To the euro system central bankers are what cardinals are for the Vatican: indispensible for the system. They talk in mysterious and coded language. Reports of the Governing Council of the European Central Bank (ECB) are not published, unlike reports of the American Fed and the Bank of Japan. To grasp the policies and motives of the ECB one has to resort to the skills of Vatican Watchers or retired Kremlinologists. Conflicts between cardinals are fought with venom and intrigue, as between central bankers.

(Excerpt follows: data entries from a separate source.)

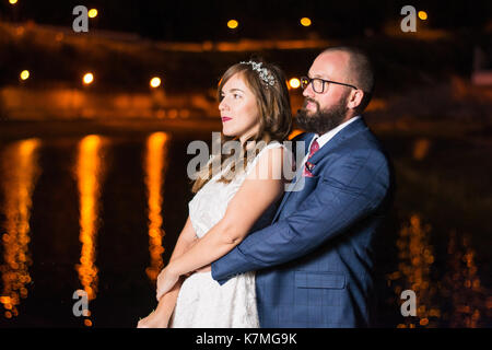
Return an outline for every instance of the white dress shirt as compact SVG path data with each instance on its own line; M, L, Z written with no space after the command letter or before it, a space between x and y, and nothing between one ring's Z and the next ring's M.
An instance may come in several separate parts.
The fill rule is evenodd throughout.
M319 144L319 150L321 149L321 147L324 147L329 140L331 140L338 132L340 132L343 128L345 128L349 124L360 119L361 116L355 116L353 118L350 118L349 120L347 120L345 122L340 124L338 127L331 129L328 132L325 132L324 135L319 136L317 133L315 133L315 137L313 138L313 140L311 140L309 142L309 147L307 148L307 153L306 156L304 156L303 162L302 162L302 166L298 167L298 170L302 172L302 170L304 168L304 164L306 164L307 158L309 156L309 150L311 150L311 144L314 142L314 140L318 140L318 144ZM318 150L318 152L319 152Z

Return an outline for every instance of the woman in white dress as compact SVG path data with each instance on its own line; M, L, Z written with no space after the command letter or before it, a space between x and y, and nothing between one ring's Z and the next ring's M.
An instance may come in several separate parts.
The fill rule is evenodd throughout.
M219 171L211 159L198 173L188 220L157 278L157 308L141 328L259 327L255 273L220 285L210 264L272 219L292 160L281 143L292 126L289 92L278 67L256 61L232 66L218 92L222 142L237 141L242 151L223 155Z

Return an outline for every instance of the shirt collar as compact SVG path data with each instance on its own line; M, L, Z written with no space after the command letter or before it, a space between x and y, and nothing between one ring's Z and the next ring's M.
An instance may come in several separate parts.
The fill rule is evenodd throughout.
M314 140L318 141L319 148L321 148L325 143L327 143L329 140L331 140L338 132L340 132L344 127L347 127L349 124L360 119L361 116L355 116L347 120L345 122L340 124L338 127L331 129L328 132L325 132L324 135L319 136L318 133L315 133L315 137L311 142Z

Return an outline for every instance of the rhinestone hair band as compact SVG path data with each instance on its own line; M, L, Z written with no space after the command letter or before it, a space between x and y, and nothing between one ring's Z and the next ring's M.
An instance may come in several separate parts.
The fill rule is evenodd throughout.
M241 62L243 65L251 65L253 70L256 70L258 72L258 75L260 79L268 85L273 86L276 84L276 79L273 75L268 71L268 69L261 67L261 62L255 62L255 61L247 61L247 62Z

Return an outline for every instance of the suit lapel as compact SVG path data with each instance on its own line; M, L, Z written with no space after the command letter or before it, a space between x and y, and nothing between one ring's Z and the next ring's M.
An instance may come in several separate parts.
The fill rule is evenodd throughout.
M352 121L347 127L344 127L342 130L340 130L331 140L329 140L324 147L319 149L313 156L309 159L309 163L313 164L313 171L316 168L316 164L323 160L333 148L336 148L338 144L340 144L343 140L351 138L353 135L367 129L367 126L365 125L364 120L362 118ZM309 152L308 148L311 144L311 141L313 140L315 133L309 132L308 136L304 140L300 140L297 142L306 142L305 149L304 149L304 156ZM297 188L297 186L302 186L302 182L304 182L304 178L302 177L303 170L300 167L297 168L296 176L293 179L293 182L289 185L285 194L283 195L282 201L279 206L279 209L277 210L276 217L273 218L274 222L278 217L280 215L280 212L282 211L283 207L285 206L289 197L294 192Z

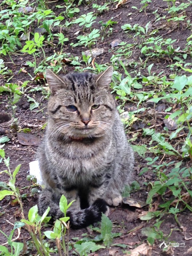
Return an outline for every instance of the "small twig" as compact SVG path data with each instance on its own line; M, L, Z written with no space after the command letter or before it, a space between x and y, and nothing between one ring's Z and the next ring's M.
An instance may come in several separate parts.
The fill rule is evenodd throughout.
M23 124L23 125L27 126L28 127L32 127L34 128L36 128L37 127L40 127L40 128L42 128L43 127L43 125L41 125L41 124L28 124L26 123L24 123Z
M186 236L185 236L185 235L184 236L184 238L185 240L191 240L191 239L192 239L192 237L189 237L189 238L187 238L187 237L186 237Z
M138 230L138 229L140 229L142 228L144 226L144 224L143 224L142 225L140 225L140 226L138 226L138 227L136 227L136 228L134 228L128 231L127 232L127 234L130 234L131 233L132 233L132 232L134 232L134 231L136 231L136 230Z
M153 124L153 125L152 125L152 126L150 126L150 127L149 127L148 129L151 129L151 128L153 128L153 127L155 127L155 126L156 127L157 127L157 126L161 126L162 125L162 124L163 124L164 123L162 123L161 124L157 124L156 125L155 125L155 124ZM142 132L142 129L139 129L138 130L136 130L136 131L134 131L133 132L131 131L130 132L132 132L133 133L134 133L135 132Z

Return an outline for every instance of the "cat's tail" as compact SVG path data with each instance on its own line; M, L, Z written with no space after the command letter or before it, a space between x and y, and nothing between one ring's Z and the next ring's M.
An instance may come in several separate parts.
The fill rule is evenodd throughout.
M67 216L70 218L71 227L77 229L85 228L100 221L101 219L102 213L107 215L108 211L108 207L105 201L100 198L96 200L88 208L80 211L68 211Z

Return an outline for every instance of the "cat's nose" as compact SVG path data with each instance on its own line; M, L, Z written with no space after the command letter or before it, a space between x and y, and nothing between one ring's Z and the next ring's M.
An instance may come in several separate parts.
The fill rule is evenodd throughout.
M89 122L90 121L89 119L83 119L82 120L82 122L85 124L85 125L87 125Z

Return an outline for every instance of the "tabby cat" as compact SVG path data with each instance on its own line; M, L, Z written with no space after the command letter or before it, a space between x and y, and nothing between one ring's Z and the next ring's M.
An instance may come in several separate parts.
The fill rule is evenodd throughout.
M51 96L45 137L38 159L45 185L40 213L63 217L62 195L72 204L67 215L72 228L100 220L108 205L122 202L121 193L130 180L134 159L109 90L113 68L57 76L47 70Z

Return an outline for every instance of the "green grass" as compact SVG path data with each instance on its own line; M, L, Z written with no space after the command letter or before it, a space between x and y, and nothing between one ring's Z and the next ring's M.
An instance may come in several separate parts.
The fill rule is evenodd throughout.
M121 1L109 1L100 5L91 1L83 3L80 0L77 3L65 0L63 3L60 2L60 5L55 3L59 10L59 14L52 10L50 3L42 0L31 2L4 0L1 3L0 76L4 82L0 86L0 94L6 95L7 104L13 114L17 111L15 104L22 96L28 97L29 109L37 112L39 111L40 103L36 94L40 93L46 99L50 94L42 79L46 68L56 73L65 72L69 64L77 72L86 70L98 73L109 65L113 65L114 71L111 91L118 103L118 109L135 152L138 159L137 166L141 167L136 177L140 187L128 187L125 194L134 198L134 193L141 188L148 191L146 203L149 210L152 209L155 200L159 199L157 210L147 211L146 214L140 217L146 221L155 218L156 224L143 228L141 232L151 244L155 244L157 241L168 241L172 230L167 235L161 230L163 217L172 215L180 230L178 216L184 211L192 211L189 203L192 196L190 188L192 179L190 164L192 160L192 22L188 12L188 9L191 8L191 1L179 4L174 0L165 1L167 6L163 10L163 16L157 9L153 12L155 17L153 22L146 19L146 23L142 25L131 21L123 24L118 17L116 17L115 8ZM132 14L141 13L145 15L152 4L153 2L149 0L141 1L137 6L132 6ZM124 6L118 7L122 8L123 13ZM26 6L31 7L29 12L25 10ZM20 9L19 11L21 8L22 12ZM112 16L103 20L108 12L111 12ZM171 32L164 30L164 35L162 30L166 27L170 27ZM178 36L174 38L174 34L171 32L180 32L183 27L186 28L187 36L181 44L182 46L179 46ZM57 29L56 32L53 32L55 28ZM36 30L37 28L38 31ZM114 48L106 46L117 29L126 40ZM76 34L70 34L71 31ZM106 41L108 44L105 44ZM103 45L105 54L108 54L105 62L101 58L92 62L93 58L83 53L85 50ZM49 48L53 49L51 53L47 51ZM13 68L17 67L18 69L15 62L17 58L21 57L26 60L27 65L18 71L19 74L26 72L26 79L22 84L15 77ZM34 78L32 81L31 78ZM15 119L14 122L19 124L19 130L18 120ZM30 129L26 131L30 131ZM9 236L4 234L7 236L10 250L8 251L4 246L0 246L0 251L4 252L0 255L19 255L23 244L11 240L17 227L20 228L25 223L39 255L49 255L52 253L68 255L68 250L73 250L83 256L90 253L91 248L93 252L112 246L116 233L111 233L112 223L104 217L100 228L95 229L99 233L96 238L87 236L86 239L65 244L64 237L68 237L68 227L59 220L53 231L42 233L43 220L47 218L48 212L41 218L35 207L30 210L28 219L24 216L22 195L15 185L20 167L16 167L15 163L15 171L12 174L9 156L5 155L4 149L9 139L3 136L0 140L0 162L4 161L8 171L2 171L0 173L6 173L9 180L7 183L0 184L0 198L13 195L25 220L18 223L10 231ZM144 166L141 163L145 164ZM153 175L153 180L147 179L143 181L143 175L148 174ZM46 222L46 220L44 222ZM108 223L109 230L103 228ZM45 235L50 239L54 238L54 246L52 246L51 240L46 242ZM118 235L121 235L119 234L116 236ZM61 243L60 239L62 236ZM124 246L121 245L122 248ZM28 246L30 249L31 245L28 244Z

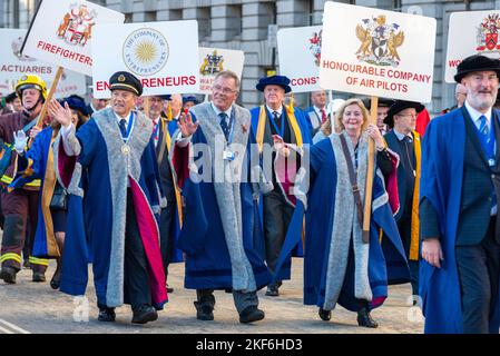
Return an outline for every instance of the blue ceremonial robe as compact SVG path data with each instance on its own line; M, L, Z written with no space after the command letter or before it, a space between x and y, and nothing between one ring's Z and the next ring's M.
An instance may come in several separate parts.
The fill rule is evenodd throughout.
M157 215L160 196L155 144L150 135L153 122L136 113L130 132L128 145L139 155L130 158L131 168L125 164L127 158L120 150L124 141L110 108L96 112L77 131L81 145L78 157L67 157L60 140L55 144L60 180L72 195L60 290L70 295L85 294L91 255L98 304L108 307L124 304L125 212L129 185L148 263L153 304L161 308L167 296L159 254ZM80 179L82 171L85 181Z
M196 121L195 115L193 112L190 113L193 121ZM192 145L195 146L197 144L208 145L199 127L192 137ZM246 160L243 164L247 166L246 171L248 174L251 171L252 144L255 145L255 138L249 132L245 152ZM182 172L186 168L183 168L183 166L186 164L185 159L187 159L186 157L179 158L179 152L183 150L187 149L176 147L171 159L185 201L184 225L178 239L178 247L186 253L185 288L233 288L231 256L225 239L222 212L217 204L214 182L204 180L199 182L194 181L189 178L189 172ZM195 151L194 161L200 161L204 157L203 155L203 151ZM209 157L205 157L205 159L212 161ZM204 169L207 169L207 167L198 167L197 171L200 177L203 177ZM212 177L214 177L213 171ZM271 274L256 249L257 246L263 245L263 235L258 225L258 206L254 199L253 185L247 179L239 184L243 247L252 266L256 287L261 289L269 283Z
M499 110L494 112L500 117ZM462 196L465 135L461 109L455 109L431 120L423 138L420 199L428 199L438 214L444 257L441 268L424 260L420 263L420 296L425 333L463 333L455 238ZM499 305L500 300L497 300ZM499 327L500 308L497 307L490 318L490 329L498 333Z
M310 160L310 190L305 214L304 304L323 307L332 229L334 224L343 224L343 221L334 221L339 171L331 139L324 139L311 147ZM373 201L385 194L381 177L375 175ZM286 265L287 256L290 257L292 249L301 243L304 210L304 202L297 199L297 207L277 268ZM386 234L382 245L379 235L381 228ZM386 201L372 210L367 275L373 294L371 308L382 305L388 296L388 284L402 284L410 280L398 226ZM353 273L346 271L337 303L349 310L356 312L359 303L352 294L353 279Z

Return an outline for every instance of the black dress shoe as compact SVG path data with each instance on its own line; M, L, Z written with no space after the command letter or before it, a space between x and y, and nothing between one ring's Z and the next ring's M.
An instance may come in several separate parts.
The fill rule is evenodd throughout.
M320 308L320 310L317 310L317 314L320 315L321 319L325 322L330 322L330 319L332 318L332 310Z
M372 316L365 308L357 312L357 325L370 328L379 327L379 324L372 319Z
M264 319L264 310L261 310L256 306L247 307L239 314L239 323L247 324Z
M60 286L61 286L60 279L56 279L55 277L52 277L52 279L50 279L50 288L57 290L57 289L59 289Z
M115 308L99 308L99 322L112 323L116 319Z
M4 283L13 285L16 283L17 270L13 267L2 267L0 270L0 279L3 279Z
M141 305L133 312L134 316L131 322L134 324L146 324L148 322L155 322L158 318L158 313L150 305Z
M266 296L268 296L268 297L280 296L278 287L276 285L267 286Z
M213 320L214 319L214 307L209 305L200 305L198 301L195 301L196 307L196 318L198 320Z
M46 274L42 271L33 271L33 281L46 281Z

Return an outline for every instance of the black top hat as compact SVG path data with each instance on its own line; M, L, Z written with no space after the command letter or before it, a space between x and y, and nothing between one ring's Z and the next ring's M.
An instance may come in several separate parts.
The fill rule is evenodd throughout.
M389 127L394 127L394 115L400 113L404 109L413 108L416 110L416 113L425 109L423 105L415 101L405 101L405 100L396 100L391 106L391 108L388 111L388 116L384 119L384 123L386 123Z
M136 96L140 97L143 93L143 85L136 76L129 73L128 71L117 71L109 78L110 90L127 90L134 92Z
M280 86L285 89L285 93L292 91L292 88L290 87L290 79L285 76L271 76L261 78L255 88L257 88L258 91L264 91L266 86Z
M474 55L462 60L457 67L454 80L460 82L463 77L474 71L494 71L500 78L500 60L481 55Z

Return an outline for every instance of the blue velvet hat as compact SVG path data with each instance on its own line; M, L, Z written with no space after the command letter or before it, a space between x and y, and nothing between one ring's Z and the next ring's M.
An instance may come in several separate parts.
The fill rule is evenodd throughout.
M85 100L79 96L69 96L61 100L61 106L65 106L65 102L68 102L68 107L73 110L78 110L85 116L88 116L87 105Z
M285 93L292 91L292 88L290 87L290 79L288 77L285 76L272 76L261 78L255 88L257 88L258 91L264 91L264 88L266 86L280 86L283 89L285 89Z
M186 103L186 102L189 102L189 101L193 101L195 105L199 103L198 99L196 99L195 96L183 97L183 103Z
M117 71L109 78L110 90L127 90L140 97L143 95L143 85L140 80L128 71Z

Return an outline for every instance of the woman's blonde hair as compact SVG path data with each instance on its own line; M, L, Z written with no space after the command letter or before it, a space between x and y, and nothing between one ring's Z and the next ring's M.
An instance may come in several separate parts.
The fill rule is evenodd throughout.
M357 105L361 109L361 115L363 116L363 123L361 125L361 131L363 132L366 130L366 127L369 125L369 111L366 110L366 107L364 106L363 101L357 98L351 98L345 100L345 102L339 108L339 110L335 112L335 126L342 131L345 129L344 123L342 123L342 117L344 116L345 108L351 105Z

There is a cold war raging between the German central bank, the Bundesbank, and the ECB. The core of the conflict is the euro crisis in which, according to the Bundesbank, the ECB is operating outside its legal mandate: price stability. Instead, the ECB gets increasingly involved in operations to save the euro. On July 26, Mario Draghi, President of the ECB, said in London that he will do 'whatever it takes' to save the euro. At the Bundesbank in Frankfurt all alarm bells went off. Jens Weidmann, President of the German central bank, gave a shot across the bow on the website of his bank: 'We are not just one of the 17 central banks. We are the biggest and most important.'
Whatever it takes requires, according to Draghi, massive ECB intervention on the state bond market. In the past the ECB purchased state bonds on the primary market, directly from countries like Greece, Italy and Spain to keep their borrowing costs down. That policy met the wrath of the Bundesbank. This time around, under fierce German pressure, Draghi had to backtrack. On August 2, following the Governing Council of the ECB, Draghi announced that the ECB will intervene on the secondary market of state bonds, only after a member state in trouble has invoked the support of one of the EU rescue funds: the European Financial Stability Mechanism (EFSF) or the European Stability Mechanism (ESM).